Quando sou perguntado a respeito de meu gênero de cinema favorito ou alguma questão semelhante, por vezes fico exasperado sem saber como responder, não tenho uma resposta fácil, por até mesmo não ter um gênero favorito. Particularmente, me interesso mais por temáticas e afins.
Mas noto que na minha lista de filmes favoritos, um gênero ou subgênero aparece com um freqüência ligeiramente maior, mas muito ligeiramente mesmo. Falo dos road-movies.
Dentre os meus road-movies favoritos, um entrou na lista recentemente, Two-Lane Blacktop. Lançado em 1971, "Two-Lane Blacktop" é indiscutivelmente um dos melhores road-movies existenciais feitos entre o final dos anos 60, início dos anos 70 (incluindo aí "Easy Rider" e "Vanishing Point", esse aqui um favorito também e sobre o qual um dia falarei). O diretor Monte Hellman faz um exame cru, por vezes contundente, da alienação americana. O filme é simplesmente brilhante devido à sua recusa em ceder as facilidades do mero comercialismo. Um filme sobre um grupo em busca de corridas de carro aonde não se vê corridas de carro. Aliás, existe até uma corrida em "Two-Lane Blacktop", embora essa pareça terminar antes mesmo de começar. Existem extraordinários muscle cars também. Mas Two-Lane Blacktop é um estudo de personagens, embora os personagens não sejam pessoas como nós particularmente conhecemos.Os três principais personagens, almas perdidas num vazio de identidade e emoção. James Taylor (sim, aquele cantor mela-cueca trazido ao rock in rio por Roberto Medina), Dennis Wilson (o único surfista de verdade dos beach boys) e Warren Oates (não é o Oates de hall & oates) vivem os personagens principais, o que poderia já causar um certo estranhamento, mas o filme é muito bom. Taylor e Wilson cruzam silenciosamente as pequenas estradas do interior dos EUA procurando pela próxima corrida em seu Chevy ‘55. Eles acabam encontrando com Oates, um sujeito meio nervoso e tagarela que vive perdido em algum tipo de crise de meia-idade, enquanto leva caronistas no seu GTO.Acrescente nesta mistura uma jovem caronista interpretada de maneira soberba por Laurie Bird. Ela salta para frente e para trás entre estes três homens, sempre evitando suas desastradas tentativas de assédio.
"Two-Lane Blacktop" é um estudo de homens tristes perpetuamente perdidos em alguma desconhecida paisagem americana. Eles são fantasmas pairando, sem identidade, para sempre à procura de um sentido que não pode ser encontrado. Não há respostas nem verdades simplórias na complexa odisseia de Hellman. Estes homens estão presos, os seus carros servindo como caixões ambulantes, sem resgate aparente na próxima curva, destinados inexoravelmente a avançar cada vez ainda mais longe.

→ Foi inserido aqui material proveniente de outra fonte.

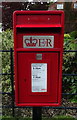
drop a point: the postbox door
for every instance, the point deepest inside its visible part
(45, 90)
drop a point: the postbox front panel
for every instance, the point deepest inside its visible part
(38, 47)
(40, 86)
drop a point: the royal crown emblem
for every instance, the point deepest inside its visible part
(38, 41)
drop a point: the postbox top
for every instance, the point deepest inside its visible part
(39, 18)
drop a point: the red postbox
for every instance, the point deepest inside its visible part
(38, 47)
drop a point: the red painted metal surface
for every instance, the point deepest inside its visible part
(38, 23)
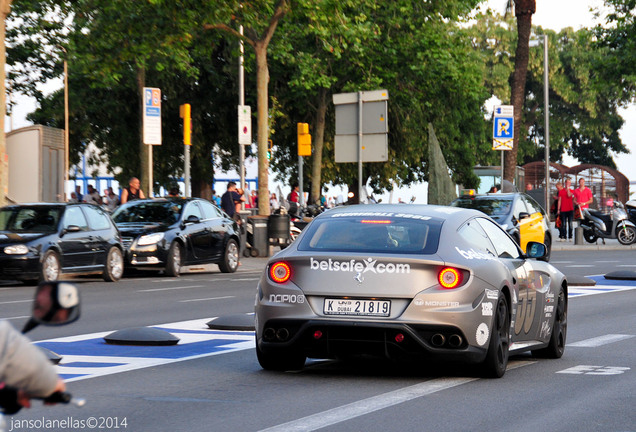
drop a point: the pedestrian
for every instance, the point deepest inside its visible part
(93, 196)
(231, 200)
(78, 193)
(174, 192)
(273, 202)
(254, 199)
(216, 199)
(566, 211)
(133, 191)
(24, 371)
(111, 199)
(582, 197)
(555, 199)
(294, 194)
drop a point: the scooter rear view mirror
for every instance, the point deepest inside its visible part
(55, 303)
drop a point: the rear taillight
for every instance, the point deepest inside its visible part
(449, 278)
(280, 272)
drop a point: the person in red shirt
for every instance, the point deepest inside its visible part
(565, 208)
(583, 195)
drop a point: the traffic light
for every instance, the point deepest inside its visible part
(184, 113)
(304, 140)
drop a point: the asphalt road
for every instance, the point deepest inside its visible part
(590, 389)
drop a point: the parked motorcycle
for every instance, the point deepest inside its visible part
(615, 225)
(55, 304)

O início dos anos 1970, a música vinda do rádio AM, combinado com postos de gasolina anónimos, restaurantes de beira-de-estrada (ainda tem hífen?) e numerosas pequenas localidades, tudo contribui para o efeito global do sombrio estudo de personagem que Hellman fez. "Two-Lane Blacktop" é um dos melhores filmes americanos, e que quase ninguém jamais ouviu falar.